In the cool, civilised and diplomatic atmosphere of the Geneva Peace talks there lurks a dark and menacing prospect on a hidden agenda. Could it be that the war in Yugoslavia will spawn a Palestinian-style nightmare in the heart of Europe in years or even months to come?
It's not here yet but it may be on its way. Only two weeks ago the Arab Sheik, Abu Al-Aziz, pronounced that the 15 year-old Islamic Jihad had moved into Europe. The statement was trumpeted through the media in Croatia but was, probably with justification, largely ignored in the West.
And two days ago Muslims in Zagreb told me that since the West won't help them they're buying arms and explosives privately in Europe and trucking them through to Bosnia. Kalashnikovs cost them 35 dollars a piece and then a similar amount in back-handers along the way as guarantees for safe passage.
Small stuff at present but, as the days grow shorter and the nights get colder, former Yugoslavia is not now a safe or happy place in which to be a Muslim.
Here in Zagreb the streets are full of what you might call the lucky ones people who have lost homes, farms, livestock, all their possessions and any certainty for the future but lucky because, unlike many of their friends and relations, they are still alive, housed, not cold and not starving.
The unlucky ones are just 25 miles south of here in camps or out in the wilds in the desperately disputed border between Croatia and Bosnia-Hercegovina. And then there are the hundreds of thousands who are cut off in towns and small villages in a great swathe of hundreds of mountainous miles all the way from Bihac in the north-west to Kosovo in the south-east, people whom the aid agencies have not yet reached.
At the moment these Muslims most of whom were Slavs who converted to Islam during centuries of Turkish domination and have never come anywhere near to being Islamic fundamentalists are too shell-shocked, literally, to have considered the merits of a Jihad or any sort of terrorist up-rising in the West. And yet their future looks very, very bleak.
A few months ago the Bosnian Muslims, led by their first democratically elected president in Sarajevo, Alija Izetbekovic, could count on the support of their Hercegovinan Croat neighbours, themselves under the command of Mate Boban. The Muslims and Croats were united by their mutual anger at the military aggression of Radovan Karadzic's Bosnian Serb units, backed by the colossal might of the Serbian state army.

And they could count on the independent republic of Croatia, itself heavily occupied by Serbs, to assist them.
But today Croatia is war-weary and bankrupt. It has lost its big earners tourism, arms manufacturing and ship-building. Only the deutschmarks of migrant labour in Germany feeds the coffers. And Croatia believes it is swamped by Muslim refugees though Europe in fact picks up the tab for much of this.
Croatia and Serbia are looking for a peace deal or, to put it another way, Croatia's President Tudjman and Serbia's President Milosevic want to reach a territorial and political deal which ensures that neither of them is seen to have sold out.
This they could achieve if Milosevic can show that he gained Serbian enclaves in East Slavonia, Northern Bosnia and Krajina while holding onto territory in the south-west through the good offices of his puppet regime in Montenegro and maybe, just maybe, some access to the Mediterranean as well. President Tudjman would have to content himself with having secured the Dalmatian coast through the acquisition, by proxy, of a large chunk of Hercegovina.
What is not very evident in their calculations is how they think the Muslims will fare out of all this. Now that both the Serbs and the Croats see the Muslims as a stumbling block to their deal and to their hopes for territorial gain, the only allies the Muslims can count on are, paradoxically, the Croatian neo-facist HOS paramilitaries under the leadership of Dobroslav Paraga. But, surprise, surprise, Mr Paraga, who would love to drive the Serbs out of Bosnia-Hercegovina altogether, thus incidentally giving the Muslims some hope, has been charged with serious crimes in Zagreb and his dogs-of-war put on a tight leash.

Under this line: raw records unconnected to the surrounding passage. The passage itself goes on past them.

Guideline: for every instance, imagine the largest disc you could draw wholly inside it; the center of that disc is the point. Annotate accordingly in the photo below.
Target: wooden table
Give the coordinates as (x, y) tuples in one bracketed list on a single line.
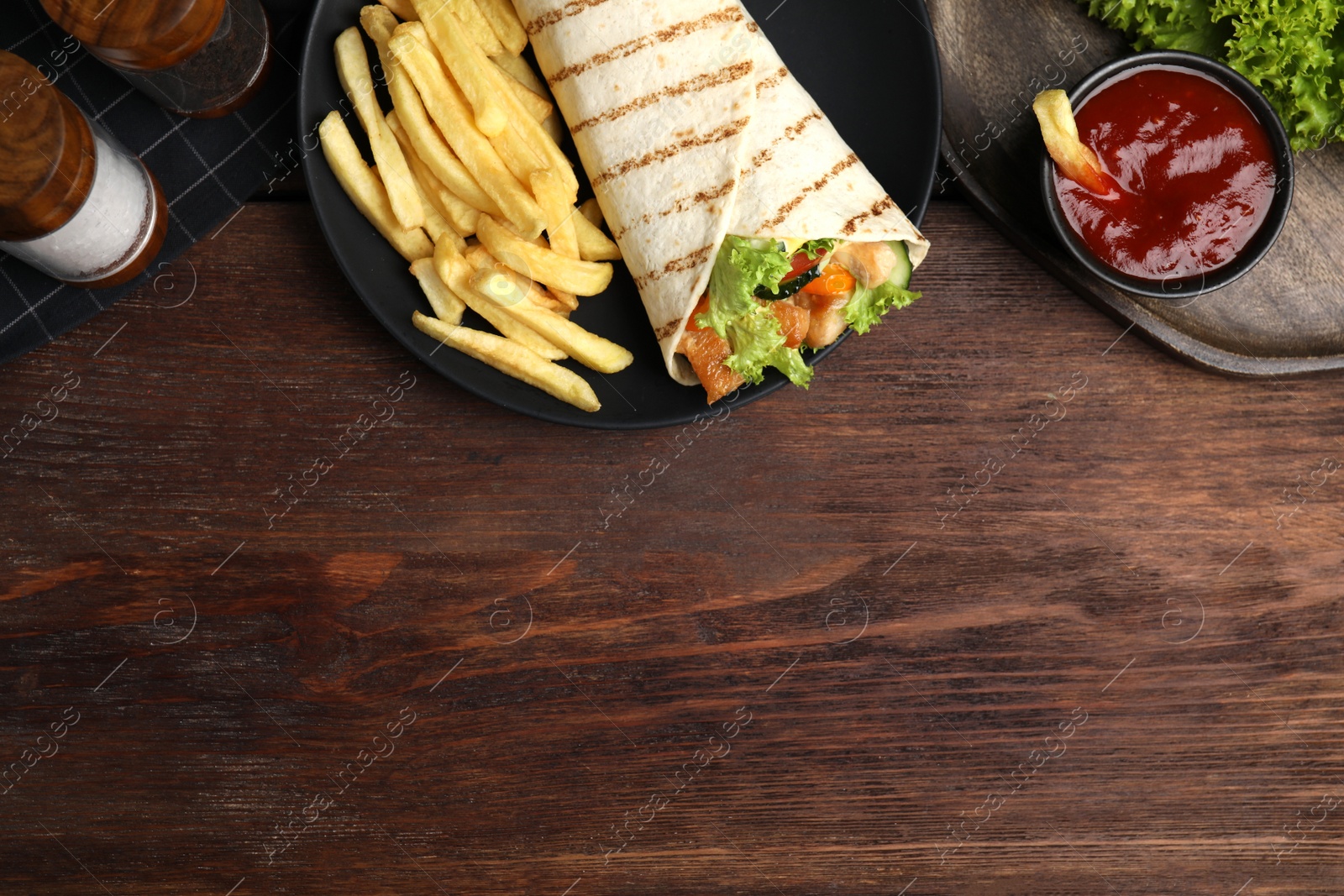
[(1008, 602)]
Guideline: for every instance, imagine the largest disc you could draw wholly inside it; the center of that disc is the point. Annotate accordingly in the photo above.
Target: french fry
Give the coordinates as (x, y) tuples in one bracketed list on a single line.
[(425, 139), (568, 275), (537, 105), (534, 134), (456, 271), (403, 9), (512, 359), (586, 348), (436, 224), (504, 23), (519, 157), (595, 246), (481, 259), (366, 190), (450, 112), (559, 223), (1074, 157), (477, 29), (459, 215), (465, 60), (353, 69), (445, 302)]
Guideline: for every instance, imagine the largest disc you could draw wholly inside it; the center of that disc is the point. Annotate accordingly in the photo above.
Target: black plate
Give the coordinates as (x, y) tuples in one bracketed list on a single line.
[(840, 56)]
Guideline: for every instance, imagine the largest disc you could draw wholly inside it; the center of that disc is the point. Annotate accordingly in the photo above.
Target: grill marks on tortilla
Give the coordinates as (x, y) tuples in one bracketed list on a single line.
[(667, 331), (682, 206), (676, 266), (573, 8), (631, 47), (790, 134), (717, 136), (884, 204), (696, 85), (773, 81), (844, 164)]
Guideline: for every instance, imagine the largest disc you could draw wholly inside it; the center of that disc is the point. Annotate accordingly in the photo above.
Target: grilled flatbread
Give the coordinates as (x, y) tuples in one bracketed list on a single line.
[(691, 128)]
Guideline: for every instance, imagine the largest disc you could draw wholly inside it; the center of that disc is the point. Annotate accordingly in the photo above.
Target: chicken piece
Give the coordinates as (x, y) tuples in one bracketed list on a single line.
[(795, 322), (871, 264), (827, 318), (706, 351)]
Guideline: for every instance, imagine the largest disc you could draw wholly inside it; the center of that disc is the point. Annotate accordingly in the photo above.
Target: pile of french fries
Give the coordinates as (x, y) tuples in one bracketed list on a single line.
[(468, 175)]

Not surprising therefore that the Muslims see themselves deserted and alone betrayed by EC Monitors and UN troops who duly observed the ethnic cleansing and the atrocities but did not help. Not surprising that they see the Geneva talks as the West presiding over a Tudjman-Milosevic deal which leaves them literally out in the cold. Not surprising that they feel let down by the Croats who once fought with them and now sporadically fight against them.
Nor will it be wholly surprising if, one day, sooner or later, the Muslims of Bosnia look to the Muslims of North Africa, the Middle East, the Asian sub-continent and the Far East for salvation. As I speak the Imam of Zagreb, Mustapha Ceric, is seeking support in Malaysia while Sudan and Iran are promising help. And those lorry-loads of arms, to be set aside for a rainy day, may well be rumbling beneath my balcony as I speak.